KBRN,Aceh Utara : Kepala Kantor Kementerian Agama Kabupaten Aceh Utara H Salamina MA meresmikan Pustaka Mini Jendela Ilmu KUA Lhoksukon dan mengawali Infaq Yaumiyah.

Kegiatan yang di prakarsai oleh kepala KUA Kecamatan Lhoksukon Shaifuddin Fuady, dihadiri Kasubbag TU Para Kepala seksi dan perwakilan  para KUA serta Camat Lhoksukon, Imam Besar Masjid Agung Baiturrahim Lhoksukon Aceh Utara.

Kepala kantor Kementerian Agama Aceh Utara H Salamina MA, Jumat (28/1/2022), menyatakan, Kementerian Agama berdiri atas dasar perwujudan sifat tulus dari para pejuang/tokoh agama masa lalu. 

“Namun dalam perkembangannya, implementasi Ikhlas Beramal mengalami degradasi, bahkan hanya sekedar simbol atau selogan yang dianggap biasa tanpa arti dan makna. Oleh karenanya untuk mengembalikan dan memaknai simbol dimaksud, perlu adanya tindakan nyata kendatipun hanya dengan Rp1.000 (seribu rupiah) per hari”, ujarnya.

Program ini, lanjut Salamina di Kantor Kemenag Aceh Utara sudah berjalan. "Di Kantor , infak sudah terkumpul 100 sak  semen dan kita telah menyalurkan untuk pembangunan Masjid Al-Kautsar Gampong Alue Mudem," jelas Salamina.

Meski ditetapkan Rp1.000, setiap ASN boleh berinfak melebihi jumlah tersebut sebagai bagian dari ibadah.

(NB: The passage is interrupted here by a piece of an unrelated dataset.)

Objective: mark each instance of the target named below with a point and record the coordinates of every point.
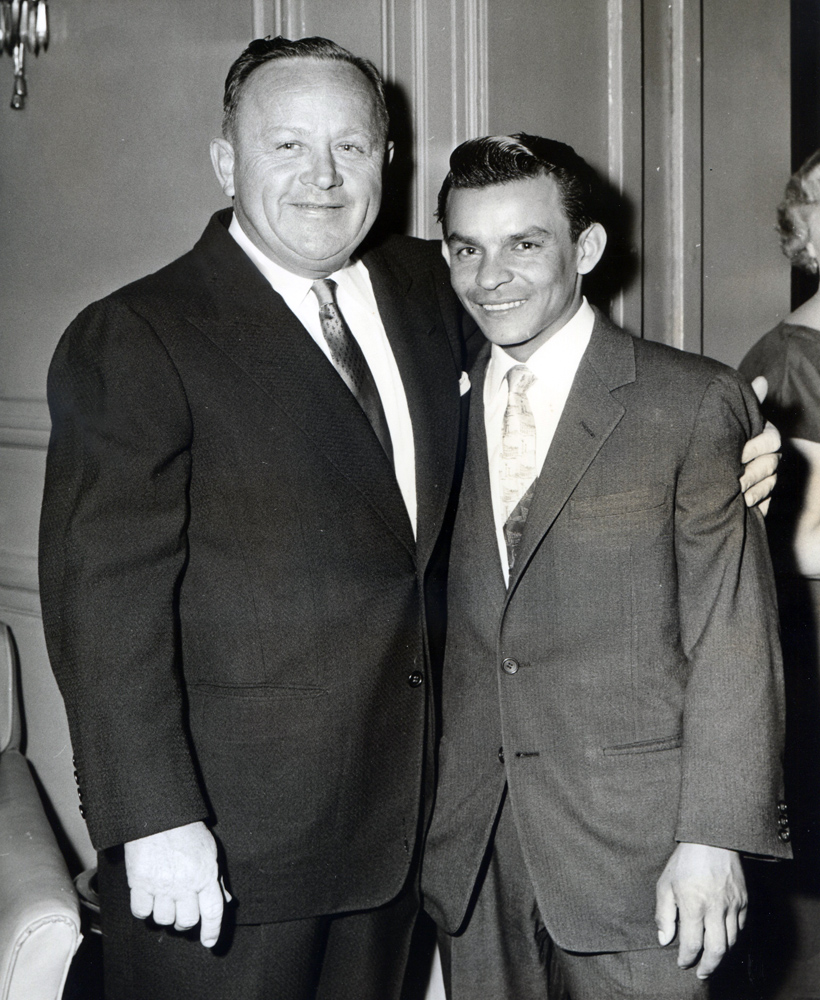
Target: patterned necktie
(517, 471)
(349, 361)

"Infak adalah ibadah sunnah yang tidak ditetapkan besarnya, yang penting ikhlas sehingga mendapatkan pahala dari Allah. Tujuan kita menetapkan seribu rupiah hanya untuk memotivasi agar ASN gemar berinfak walaupun nominal terkecil," terang Kakankemenag.

Progam ini diharapkan dapat bermanfaat bagi umat Islam secara umum dan khususnya internal Kementerian Agama Kabupaten Aceh Tengah beserta jajaran.

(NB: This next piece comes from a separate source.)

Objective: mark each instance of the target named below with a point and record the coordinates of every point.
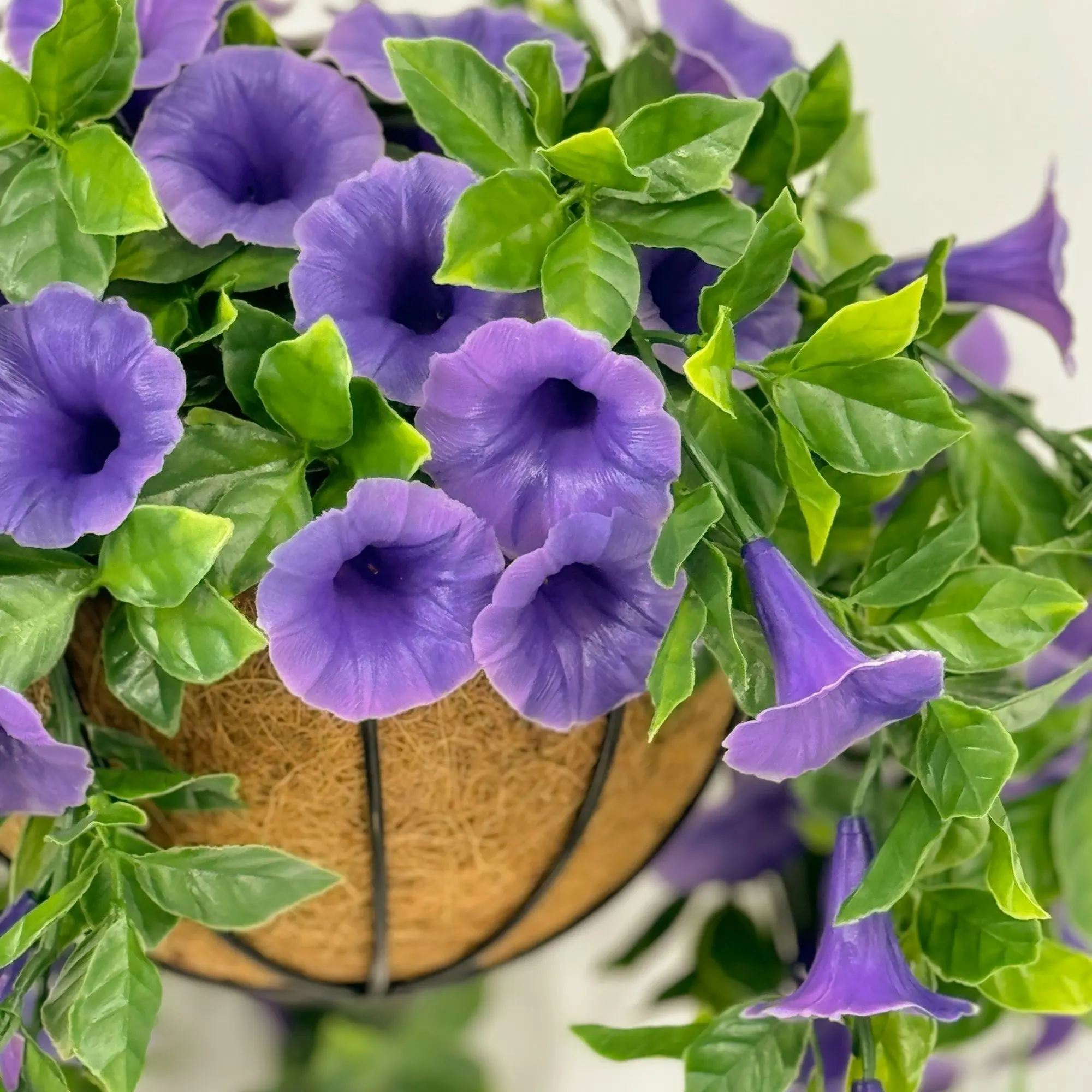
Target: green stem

Sementara itu, Kepala KUA Kecamatan Lhoksukon Shaifuddin Fuady MA berharap semoga Perpustakaan Mini Jendela Ilmu ini menjadi bagian dari upaya untuk meningkatkan minat baca, paling tidak kepada semua staf KUA dan Penyuluh Non PNS, serta seluruh masyarakat yang berkunjung ke KUA Lhoksukon. 

"Minimal kami dapat meluangkan waktu setengah jam setiap hari untuk membaca buku, di samping juga baca Alquran", tutur Shaifuddin.

Begitu juga dengan Infaq Yaumiyah, ada kotak yang disediakan, berharap menjadi orang yang menginfaq minimal 1.000 per hari.

 "Yang menjadi target bukan hanya terkumpulnya infaq, tetapi minimal  membuat kita terbiasa berinfaq setiap hari, karena berat untuk membiasakan diri berinfaq," sebutnya.

Acara diakhiri dengan menikmati khanduri maulid bersama.